CNN cuts ties with Kathy Griffin after controversial Trump photo
The network's New Year's Eve special will no longer feature the comedienne
CNN has officially parted ways with Kathy Griffin over her controversial Donald Trump photo.
The network stated on Tuesday that executives would be “evaluating” their relationship with the comedienne, who cohosts CNN’s annual New Year’s Eve bash, and a decision was formally announced Wednesday.
“CNN has terminated our agreement with Kathy Griffin to appear on our New Year’s Eve program,” the network tweeted.
Griffin found herself in hot water after artist Tyler Shields photographed her holding a bloody, decapitated head in the likeness of Trump. Following backlash from celebrities and prominent figures from both political parties, Griffin issued an apology via video on Twitter. “I went way too far,” she said. “The image is too disturbing. I understand how it offends people. It wasn’t funny. I get it.”
Since then, however, Griffin was dropped from a recent ad campaign for Squatty Potty, with the CEO of the Utah-based company calling the photo “deeply inappropriate.” And now, CNN has followed suit.
Griffin has been the cohost of CNN’s New Year’s Eve Live alongside Anderson Cooper for the past 10 years. “For the record, I am appalled by the photo shoot Kathy Griffin took part in,” Cooper tweeted prior to CNN’s announcement. “It is clearly disgusting and completely inappropriate.”

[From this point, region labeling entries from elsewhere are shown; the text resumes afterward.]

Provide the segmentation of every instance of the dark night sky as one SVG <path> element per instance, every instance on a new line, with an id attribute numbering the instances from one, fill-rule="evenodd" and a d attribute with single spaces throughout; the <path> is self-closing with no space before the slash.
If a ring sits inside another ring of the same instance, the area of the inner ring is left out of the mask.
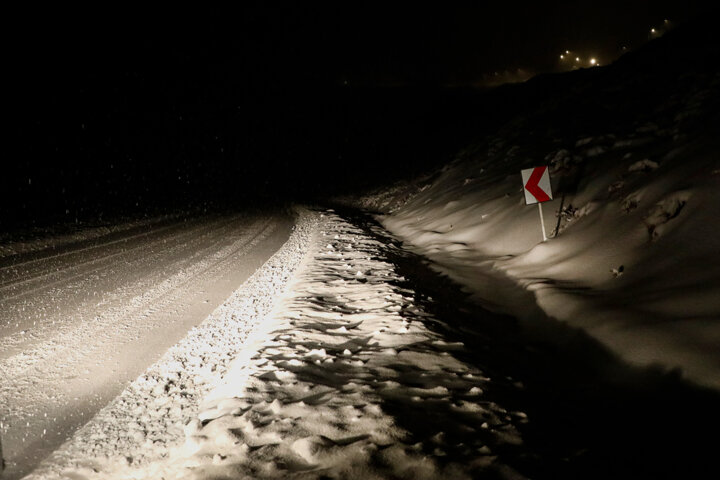
<path id="1" fill-rule="evenodd" d="M 9 12 L 3 222 L 208 192 L 318 191 L 377 177 L 381 166 L 381 176 L 392 177 L 392 166 L 402 174 L 442 160 L 442 148 L 418 141 L 450 128 L 438 119 L 470 114 L 454 111 L 467 102 L 439 88 L 482 86 L 494 72 L 512 79 L 518 68 L 554 71 L 565 49 L 610 60 L 663 19 L 680 24 L 701 8 L 238 5 L 210 14 L 124 4 Z"/>

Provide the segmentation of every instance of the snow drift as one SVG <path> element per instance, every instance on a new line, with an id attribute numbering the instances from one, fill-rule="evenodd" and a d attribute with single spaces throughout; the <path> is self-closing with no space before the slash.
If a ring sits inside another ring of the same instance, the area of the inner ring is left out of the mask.
<path id="1" fill-rule="evenodd" d="M 626 361 L 720 388 L 711 32 L 688 26 L 608 67 L 505 87 L 535 101 L 441 170 L 361 204 L 486 306 L 532 323 L 513 295 L 488 287 L 509 278 Z M 545 243 L 520 179 L 540 165 L 554 190 Z"/>

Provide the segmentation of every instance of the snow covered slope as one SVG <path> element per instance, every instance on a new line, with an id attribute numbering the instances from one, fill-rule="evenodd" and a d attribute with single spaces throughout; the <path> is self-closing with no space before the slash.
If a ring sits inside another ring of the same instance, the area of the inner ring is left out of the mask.
<path id="1" fill-rule="evenodd" d="M 435 175 L 362 203 L 486 306 L 532 322 L 488 281 L 510 278 L 625 360 L 720 388 L 712 31 L 689 25 L 608 67 L 506 87 L 535 101 Z M 555 198 L 545 243 L 520 178 L 540 165 Z"/>

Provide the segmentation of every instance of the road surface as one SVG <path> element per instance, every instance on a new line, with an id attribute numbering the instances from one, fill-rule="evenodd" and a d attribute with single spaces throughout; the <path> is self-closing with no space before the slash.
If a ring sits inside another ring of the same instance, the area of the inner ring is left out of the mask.
<path id="1" fill-rule="evenodd" d="M 164 221 L 0 259 L 3 480 L 27 474 L 288 238 L 280 212 Z"/>

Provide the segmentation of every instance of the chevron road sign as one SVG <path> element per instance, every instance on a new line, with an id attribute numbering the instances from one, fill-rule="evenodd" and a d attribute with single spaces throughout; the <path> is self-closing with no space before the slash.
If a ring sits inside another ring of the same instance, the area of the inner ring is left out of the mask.
<path id="1" fill-rule="evenodd" d="M 547 240 L 545 234 L 545 218 L 542 213 L 543 202 L 552 200 L 552 188 L 550 187 L 550 173 L 547 166 L 527 168 L 520 170 L 523 179 L 523 192 L 525 192 L 525 205 L 538 204 L 540 211 L 540 228 L 543 231 L 543 242 Z"/>
<path id="2" fill-rule="evenodd" d="M 525 205 L 552 200 L 550 173 L 547 167 L 520 170 L 525 186 Z"/>

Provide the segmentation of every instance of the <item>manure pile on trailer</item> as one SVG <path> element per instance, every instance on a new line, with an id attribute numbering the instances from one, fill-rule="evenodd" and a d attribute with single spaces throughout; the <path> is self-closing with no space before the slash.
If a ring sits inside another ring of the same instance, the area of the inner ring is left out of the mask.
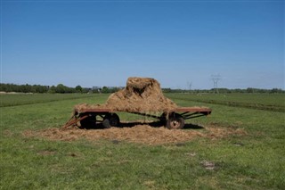
<path id="1" fill-rule="evenodd" d="M 150 78 L 129 78 L 126 87 L 111 94 L 104 104 L 81 103 L 75 106 L 80 112 L 84 109 L 107 108 L 112 112 L 158 112 L 177 108 L 162 94 L 160 84 Z"/>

Shields told EW that he didn’t intend the photographs to be about President Trump directly. “It’s not even about him,” Shields said. “For me, presidents are symbols. … They reflect some people’s ideals, and they reflect the opposite of some other people’s ideals. Right now, this guy is the opposite of a lot of people’s ideals. But also, there’s a lot of people that think he’s great. That’s their own opinion, their own idea. Again, I can’t sit here and tell you that someone is not allowed to have their opinion. That’s why I’m allowed to make this art. For me, that’s more what this is about. … I’ll defend my right to be able to say whatever I want until I die.”